Paul Greengrass a choisi de s’intéresser à l’histoire de ce 4ème avion, celui qui n’a pas atteint sa cible, s’écrasant en Pennsylvanie, au lieu de s’écraser sur la Maison-Blanche. Il existe encore aujourd’hui beaucoup de zones d’ombre autour de ce 4ème avion, son existence même est mise en cause par de nombreuses théories, des plus farfelues aux plus raisonnables (notamment que l’avion ait été abattu par l’armée américaine).
Le cinéaste, remarqué pour l’excellent Bloody Sunday, Omagh (producteur) ou encore La Mort dans la Peau, s’est attaché à la version officielle, celle de la rébellion des passagers, héroïque, courageuse, ayant entraîné le crash de l’avion dans une zone inhabitée de Pennsylvanie.
Après de nombreuses recherches, entretiens avec les familles de victimes, Greengrass suit le fil conducteur de son cinéma, La Mort dans la Peau mis à part, celui du cinéma vérité, du docu-fiction si l’on peut dire. Un cinéma qui cherche à se rapprocher le plus possible de la vérité, malgré les ressorts dramatiques inhérents à ce genre d’histoire, qui sont gommés par la mise en scène impeccable, nerveuse, le soin apporté au casting (une majeure partie de comédiens non-professionnels).
Vol 93 est un film qui laisse sans voix, une montée lente mais dure de l’angoisse, de l’inexorable destin de l’Histoire.
La reconstitution est minutieuse, chronologique, éclatée entre les différents acteurs de l’Histoire : la FAA, l’Armée, les contrôleurs aériens et bien entendu l’avion, ses passagers, les quatre terroristes, plus effrayés qu’effrayant.
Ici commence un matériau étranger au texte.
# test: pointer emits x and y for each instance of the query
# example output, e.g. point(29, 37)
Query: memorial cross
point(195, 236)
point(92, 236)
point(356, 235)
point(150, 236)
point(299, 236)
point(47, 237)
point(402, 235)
Greengrass filme comme il a eu filmé Bloody Sunday et produit Omagh. L’image bouge sans cesse dans l’action, nerveuse, épileptique même à certains moments, pour mieux retranscrire l’urgence qu’elle saisit. L’émotion provoquée par ce film nous rappelle la violence émotive ressentie devant La Liste de Schindler ou encore La Déchirure (The Killing Fields). Brutale, surréaliste mais pourtant vision du réel, d’un moment où l’Homme a basculé dans la folie.
Le cinéaste impose le respect et l’admiration devant le talent de sa réalisation, qui ne sombre pas dans le manichéisme, écueil facile avec un tel sujet.
L’humilité et le respect des hommes et femmes ayant perdu leur vie dans le drame font de ce film un témoignage, une œuvre indivisible du drame lui-même, un regard sans concession qui, comme Bloody Sunday, devient un document de l’Histoire.